Tuesday, September 23, 2003

Stretching the Bounds of Humor

I’ve started doing yoga in a class once a week, instead of just by myself in my own little studio.  It’s fun and I can really feel the impact of each class for days afterwards.  However, I can’t seem to “empty my mind.” Even when I’m contorted uncomfortably, telling myself that my own breath is the only worthy focus of my concentration, my brain is goofing off.  Two shameful examples, which might not make much sense to folk who don’t know their asanas from their elbows:

* They’re telling us that we’re doing hatha yoga.  Well, I can’t do everything that everybody else is doing - I have no balance, only midrange flexibility.  What the hell, I rationalize, I’ll do what I can.  Hatha yoga is better than none.

* I’m remembering that yoga is a lifestyle, and that lifestyle includes vegetarianism.  But I’ve been on a modified Atkins diet for a while and meat is a big part of my life these days.  As I settle into a strong pose and feel the prana course through the soles of my feet and up my legs, I wonder what’s for supper.  Maybe a burrito.  This pose makes me hungry for meat.  It’s the carne asana. 

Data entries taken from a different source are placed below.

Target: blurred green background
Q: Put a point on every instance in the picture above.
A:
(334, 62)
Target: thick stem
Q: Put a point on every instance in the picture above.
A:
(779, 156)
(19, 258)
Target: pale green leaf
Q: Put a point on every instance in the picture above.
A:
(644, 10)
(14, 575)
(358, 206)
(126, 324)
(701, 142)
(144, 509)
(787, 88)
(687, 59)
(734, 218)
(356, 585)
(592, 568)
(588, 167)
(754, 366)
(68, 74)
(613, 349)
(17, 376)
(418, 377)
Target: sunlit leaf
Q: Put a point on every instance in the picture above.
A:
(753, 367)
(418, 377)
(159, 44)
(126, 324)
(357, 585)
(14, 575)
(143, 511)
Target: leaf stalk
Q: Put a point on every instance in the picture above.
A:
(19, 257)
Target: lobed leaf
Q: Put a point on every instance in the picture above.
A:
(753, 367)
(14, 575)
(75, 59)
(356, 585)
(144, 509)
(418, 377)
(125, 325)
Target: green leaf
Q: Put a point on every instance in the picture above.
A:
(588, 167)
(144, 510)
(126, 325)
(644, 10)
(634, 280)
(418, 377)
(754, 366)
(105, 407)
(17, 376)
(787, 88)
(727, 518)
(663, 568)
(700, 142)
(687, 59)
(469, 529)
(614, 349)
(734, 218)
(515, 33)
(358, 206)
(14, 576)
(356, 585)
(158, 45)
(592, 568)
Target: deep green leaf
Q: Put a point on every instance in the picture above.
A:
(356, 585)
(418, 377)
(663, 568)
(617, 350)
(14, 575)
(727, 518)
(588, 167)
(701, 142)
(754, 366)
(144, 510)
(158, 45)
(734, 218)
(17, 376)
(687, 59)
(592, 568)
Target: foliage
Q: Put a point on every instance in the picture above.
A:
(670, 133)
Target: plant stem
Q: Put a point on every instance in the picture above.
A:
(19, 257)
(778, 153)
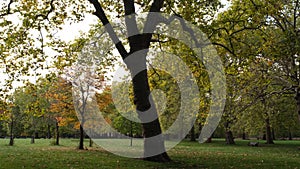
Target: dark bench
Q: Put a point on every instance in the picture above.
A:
(254, 144)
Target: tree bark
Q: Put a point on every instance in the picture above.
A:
(269, 138)
(228, 134)
(290, 135)
(81, 140)
(57, 133)
(298, 103)
(141, 89)
(193, 136)
(209, 140)
(11, 140)
(244, 136)
(273, 134)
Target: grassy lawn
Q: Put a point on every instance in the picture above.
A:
(284, 154)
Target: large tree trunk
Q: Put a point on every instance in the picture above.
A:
(142, 101)
(138, 71)
(273, 134)
(298, 103)
(244, 136)
(57, 133)
(81, 140)
(193, 136)
(11, 140)
(290, 135)
(228, 134)
(269, 138)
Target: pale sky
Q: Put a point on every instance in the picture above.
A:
(72, 31)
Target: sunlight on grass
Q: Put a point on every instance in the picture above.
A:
(284, 154)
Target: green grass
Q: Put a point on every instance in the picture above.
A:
(284, 154)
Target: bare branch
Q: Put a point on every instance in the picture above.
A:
(101, 15)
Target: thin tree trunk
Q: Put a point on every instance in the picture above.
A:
(81, 145)
(269, 138)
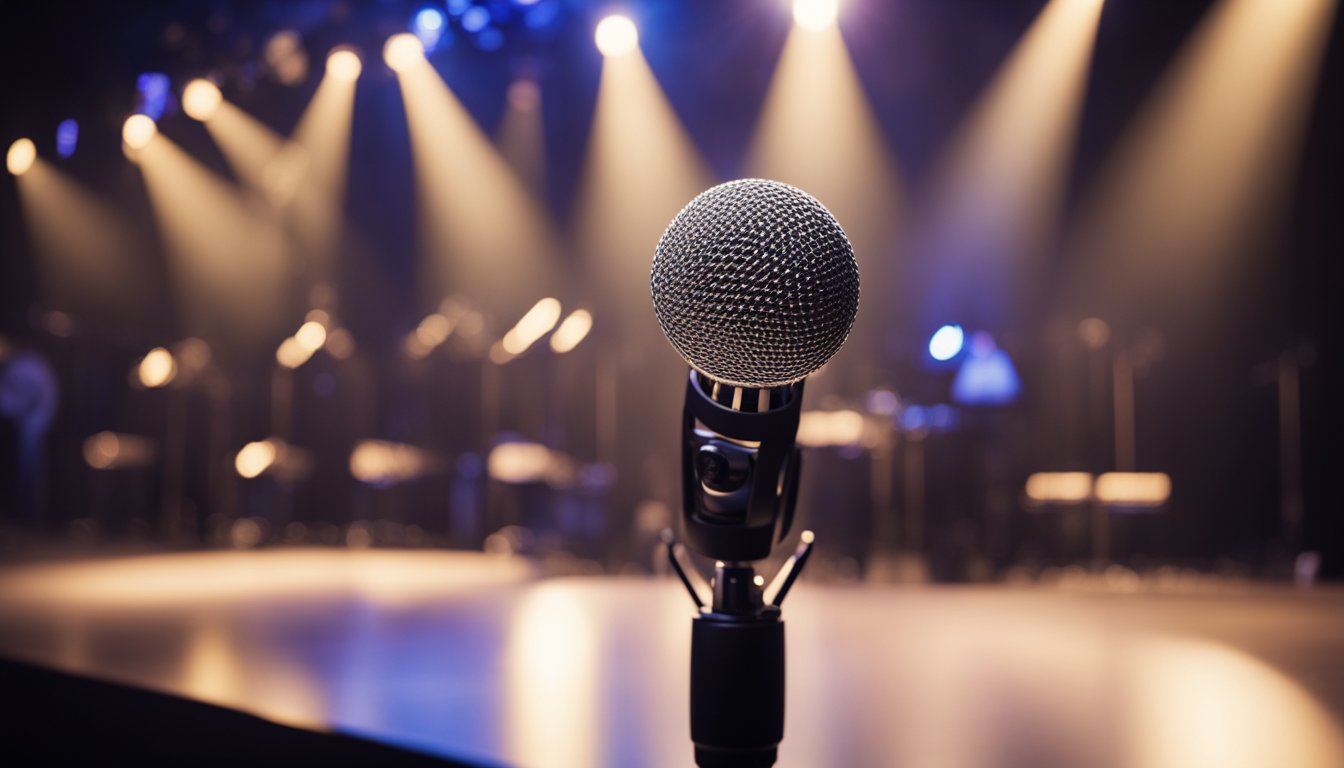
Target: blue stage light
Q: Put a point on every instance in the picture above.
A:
(489, 39)
(540, 15)
(429, 24)
(946, 342)
(475, 19)
(988, 375)
(153, 90)
(67, 136)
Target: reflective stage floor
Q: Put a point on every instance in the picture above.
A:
(472, 657)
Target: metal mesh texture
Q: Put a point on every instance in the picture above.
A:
(756, 284)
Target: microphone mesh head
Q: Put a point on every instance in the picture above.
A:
(756, 284)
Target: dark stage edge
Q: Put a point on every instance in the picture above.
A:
(54, 718)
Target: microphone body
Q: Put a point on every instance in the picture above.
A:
(756, 285)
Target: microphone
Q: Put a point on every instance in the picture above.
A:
(756, 285)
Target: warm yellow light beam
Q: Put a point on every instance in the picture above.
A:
(816, 15)
(200, 98)
(571, 331)
(819, 133)
(303, 178)
(403, 51)
(344, 65)
(536, 323)
(227, 258)
(616, 36)
(481, 233)
(1202, 175)
(996, 193)
(157, 369)
(20, 156)
(620, 214)
(522, 137)
(89, 258)
(139, 131)
(320, 145)
(252, 149)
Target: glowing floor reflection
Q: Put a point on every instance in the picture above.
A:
(468, 657)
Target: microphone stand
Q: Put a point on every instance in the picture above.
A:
(739, 472)
(737, 662)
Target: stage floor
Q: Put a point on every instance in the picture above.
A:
(472, 657)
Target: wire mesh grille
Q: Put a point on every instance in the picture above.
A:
(756, 284)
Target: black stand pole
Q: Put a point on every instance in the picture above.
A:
(737, 663)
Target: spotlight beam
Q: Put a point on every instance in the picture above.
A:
(1203, 174)
(227, 257)
(481, 233)
(636, 136)
(817, 132)
(89, 258)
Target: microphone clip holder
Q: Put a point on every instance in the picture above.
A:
(739, 467)
(737, 661)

There are more, even worse, miscarriages of language that occur to me when I’m in the yoga class, which I will not impose on you.  But maybe I need to take up a less contemplative form of fitness.  Jazzercizers probably don’t feel like they need to slap themselves for thinking up dumb Bob Fosse jokes during their sessions.  Then again, I would probably make everybody else laugh by my antics, like screwing up and falling over.  Maybe it’s better to enjoy a private joke than to become a public one.